Membre du syndicat des musiciens, elle a également été l’agent d’Art Blakey et des Jazz Messengers, a joué les infirmières auprès de Coleman Hawkins et a financé l’école de musique de Barry Harris.

Plus important encore, elle a défendu la situation des musiciens noirs de l’époque en pétitionnant pour faire abolir les cartes de cabaret, sorte de permis de jouer qui rendaient les musiciens dépendants du bon vouloir des autorités (pas toujours tendres, c’est un euphémisme, avec les musiciens noirs). 

Le racisme, les démêlées avec la police et la malveillance n’ont pas réussi à l’éloigner de sa passion.

Nica a aussi mis sa fortune au service des SDF de la musique qu’étaient les musiciens de Jazz en aidant financièrement ses amis en manque chronique d’argent et en leur offrant le gite et le couvert. 

C’est ainsi qu’elle accueillit Bud Powell, Charlie Parker et Thelonious Monk.

Charlie Parker, malade et à bout de forces, trouva la mort dans sa suite du Stanhope Hotel de New York en 1955 alors qu’il n’avait pas 35 ans.

L’amitié et la fidélité qui liaient Nica et Thelonious Monk ont duré jusqu’au décès du pianiste en 1982. Inséparables, elle le suivait partout en tournée, jusqu’en Europe, a même été jusqu’à lui offrir un Steinway et à se faire condamner pour possession de drogue à sa place. 

Ses amis musiciens ont bien sûr été sensibles au soutien de cette femme admirable, qui rejetée par sa famille et son milieu, a totalement dédié sa vie à la musique et aux musiciens qui le lui ont bien rendu avec une vingtaine de compositions à son nom.

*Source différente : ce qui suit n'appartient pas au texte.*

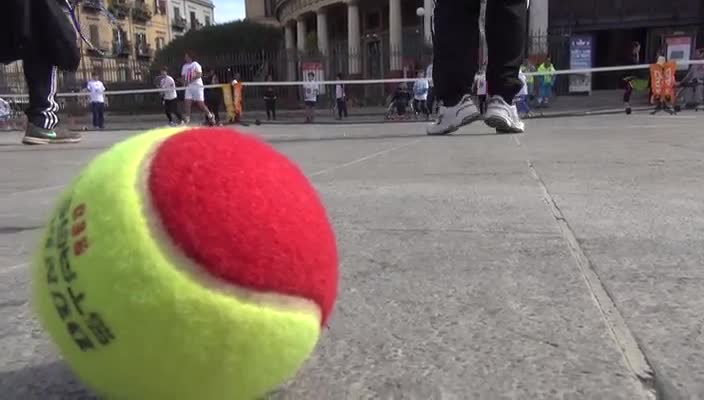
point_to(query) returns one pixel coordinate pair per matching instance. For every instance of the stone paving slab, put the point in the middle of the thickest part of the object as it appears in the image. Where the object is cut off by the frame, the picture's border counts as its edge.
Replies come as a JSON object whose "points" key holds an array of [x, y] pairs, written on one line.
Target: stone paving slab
{"points": [[457, 280]]}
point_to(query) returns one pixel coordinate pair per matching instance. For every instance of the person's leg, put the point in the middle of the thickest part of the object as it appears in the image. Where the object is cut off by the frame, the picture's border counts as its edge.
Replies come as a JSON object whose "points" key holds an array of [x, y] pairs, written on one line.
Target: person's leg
{"points": [[94, 113], [167, 110], [175, 110], [455, 53], [41, 114], [187, 108], [455, 45], [505, 36], [101, 115]]}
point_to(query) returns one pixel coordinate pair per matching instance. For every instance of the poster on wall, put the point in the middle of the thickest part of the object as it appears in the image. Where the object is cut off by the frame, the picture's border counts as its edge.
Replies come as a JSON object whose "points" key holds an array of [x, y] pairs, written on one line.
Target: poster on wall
{"points": [[317, 69], [580, 58], [679, 48]]}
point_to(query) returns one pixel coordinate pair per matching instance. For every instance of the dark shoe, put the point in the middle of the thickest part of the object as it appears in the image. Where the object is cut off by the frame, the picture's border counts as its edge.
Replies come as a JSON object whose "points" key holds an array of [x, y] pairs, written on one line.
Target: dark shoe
{"points": [[36, 135]]}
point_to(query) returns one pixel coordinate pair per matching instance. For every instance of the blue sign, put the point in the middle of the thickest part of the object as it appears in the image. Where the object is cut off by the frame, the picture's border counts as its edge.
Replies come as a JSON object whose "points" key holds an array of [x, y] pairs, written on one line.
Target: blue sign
{"points": [[580, 58]]}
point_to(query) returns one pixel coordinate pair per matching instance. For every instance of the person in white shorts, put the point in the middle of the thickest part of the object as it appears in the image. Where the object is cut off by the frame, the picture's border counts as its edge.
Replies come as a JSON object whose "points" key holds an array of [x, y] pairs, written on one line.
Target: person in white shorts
{"points": [[192, 77]]}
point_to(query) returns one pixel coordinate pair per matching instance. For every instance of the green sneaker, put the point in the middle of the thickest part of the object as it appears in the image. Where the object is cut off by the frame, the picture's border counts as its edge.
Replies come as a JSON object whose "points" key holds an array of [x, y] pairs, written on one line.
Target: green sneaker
{"points": [[37, 135]]}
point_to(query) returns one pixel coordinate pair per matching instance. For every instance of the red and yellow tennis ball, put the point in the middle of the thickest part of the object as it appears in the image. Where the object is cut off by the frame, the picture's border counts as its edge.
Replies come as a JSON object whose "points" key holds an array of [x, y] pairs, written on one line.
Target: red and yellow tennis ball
{"points": [[187, 264]]}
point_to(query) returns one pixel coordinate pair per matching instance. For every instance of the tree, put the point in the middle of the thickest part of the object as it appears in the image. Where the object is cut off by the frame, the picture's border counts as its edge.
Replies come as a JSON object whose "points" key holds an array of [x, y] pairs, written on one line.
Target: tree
{"points": [[216, 43]]}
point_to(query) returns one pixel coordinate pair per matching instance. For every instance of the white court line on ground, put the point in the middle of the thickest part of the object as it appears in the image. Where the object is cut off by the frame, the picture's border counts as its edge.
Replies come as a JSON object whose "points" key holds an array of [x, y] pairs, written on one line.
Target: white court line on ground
{"points": [[7, 270], [601, 127], [633, 356], [365, 158]]}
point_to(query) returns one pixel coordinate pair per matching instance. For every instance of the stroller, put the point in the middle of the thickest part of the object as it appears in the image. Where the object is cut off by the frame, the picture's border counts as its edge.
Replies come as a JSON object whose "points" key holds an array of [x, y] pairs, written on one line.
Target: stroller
{"points": [[400, 106]]}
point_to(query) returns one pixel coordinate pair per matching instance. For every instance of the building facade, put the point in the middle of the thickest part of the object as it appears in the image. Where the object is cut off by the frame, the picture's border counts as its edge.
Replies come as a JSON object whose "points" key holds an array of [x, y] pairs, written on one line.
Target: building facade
{"points": [[141, 27], [261, 11], [190, 14], [385, 35]]}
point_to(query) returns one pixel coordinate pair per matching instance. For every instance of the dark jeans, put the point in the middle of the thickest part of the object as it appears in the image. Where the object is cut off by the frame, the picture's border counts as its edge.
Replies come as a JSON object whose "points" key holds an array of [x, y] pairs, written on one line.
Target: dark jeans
{"points": [[98, 110], [41, 82], [171, 107], [270, 106], [213, 103], [456, 47], [341, 108]]}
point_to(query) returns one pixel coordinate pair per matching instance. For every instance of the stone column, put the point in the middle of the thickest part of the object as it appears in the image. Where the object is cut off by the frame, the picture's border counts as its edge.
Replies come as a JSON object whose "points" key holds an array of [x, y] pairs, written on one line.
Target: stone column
{"points": [[395, 36], [290, 43], [354, 38], [322, 29], [538, 27], [429, 9], [301, 33]]}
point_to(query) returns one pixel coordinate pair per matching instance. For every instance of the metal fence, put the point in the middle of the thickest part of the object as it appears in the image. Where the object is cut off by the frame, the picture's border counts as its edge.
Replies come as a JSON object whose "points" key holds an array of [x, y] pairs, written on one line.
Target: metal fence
{"points": [[373, 61]]}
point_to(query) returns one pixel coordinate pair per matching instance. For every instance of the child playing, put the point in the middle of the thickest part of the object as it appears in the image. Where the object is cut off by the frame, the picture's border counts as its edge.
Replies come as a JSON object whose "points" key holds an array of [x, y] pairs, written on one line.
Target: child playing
{"points": [[97, 101], [628, 91], [310, 97], [420, 96]]}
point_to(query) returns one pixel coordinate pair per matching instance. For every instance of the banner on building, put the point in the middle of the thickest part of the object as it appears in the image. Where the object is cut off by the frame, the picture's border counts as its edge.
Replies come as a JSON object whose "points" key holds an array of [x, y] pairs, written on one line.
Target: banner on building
{"points": [[317, 69], [679, 48], [662, 77], [580, 58]]}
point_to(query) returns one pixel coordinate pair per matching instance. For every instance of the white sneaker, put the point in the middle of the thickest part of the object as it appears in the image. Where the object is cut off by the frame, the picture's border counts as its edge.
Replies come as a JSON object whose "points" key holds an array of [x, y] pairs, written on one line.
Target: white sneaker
{"points": [[503, 116], [452, 118]]}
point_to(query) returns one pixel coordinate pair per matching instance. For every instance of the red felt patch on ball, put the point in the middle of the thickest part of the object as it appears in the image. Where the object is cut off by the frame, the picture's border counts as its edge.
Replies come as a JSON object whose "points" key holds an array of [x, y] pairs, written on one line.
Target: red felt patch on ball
{"points": [[245, 213]]}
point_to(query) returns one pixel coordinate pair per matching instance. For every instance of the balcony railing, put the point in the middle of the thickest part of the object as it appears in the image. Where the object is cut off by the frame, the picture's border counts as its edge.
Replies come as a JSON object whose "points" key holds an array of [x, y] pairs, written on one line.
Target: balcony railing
{"points": [[143, 50], [162, 7], [121, 49], [179, 23], [119, 8], [100, 50], [141, 12], [92, 5]]}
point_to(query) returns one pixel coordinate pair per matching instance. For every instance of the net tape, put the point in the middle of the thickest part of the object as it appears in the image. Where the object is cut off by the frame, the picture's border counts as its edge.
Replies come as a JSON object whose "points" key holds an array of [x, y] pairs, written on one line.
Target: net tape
{"points": [[578, 71]]}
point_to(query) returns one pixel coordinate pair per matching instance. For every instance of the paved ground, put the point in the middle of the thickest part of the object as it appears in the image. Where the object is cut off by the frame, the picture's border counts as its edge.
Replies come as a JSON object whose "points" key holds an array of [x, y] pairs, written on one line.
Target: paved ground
{"points": [[562, 263]]}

Pour conclure cette chronique, je me permettrai de citer Clint Eastwood : 

Je n’ai connu Nica que peu de temps, mais j’ai découvert une femme remarquable, et en tant que mécène du jazz, la baronne restera dans les mémoires comme quelqu’un dont la vie était indissociablement liée à cette musique et à ses plus grands interprètes. Elle m’a aidé dans la préparation du film Bird, et je serai toujours heureux d’avoir eu l’occasion de la connaître. C’était véritablement une grande dame.

Je vous propose de prolonger ces mots et de quitter la maison des rives de l’Hudson sur une superbe composition de Tommy Flanagan, en hommage à l’amitié entre la baronne Pannonica et Thelonious Monk

Thelonica, c’est le titre de ce morceau interprété au piano par Tommy Flanagan lui-même, enregistré en 1982 et sorti l’année suivante chez Enja Records sur un album qui porte le même nom.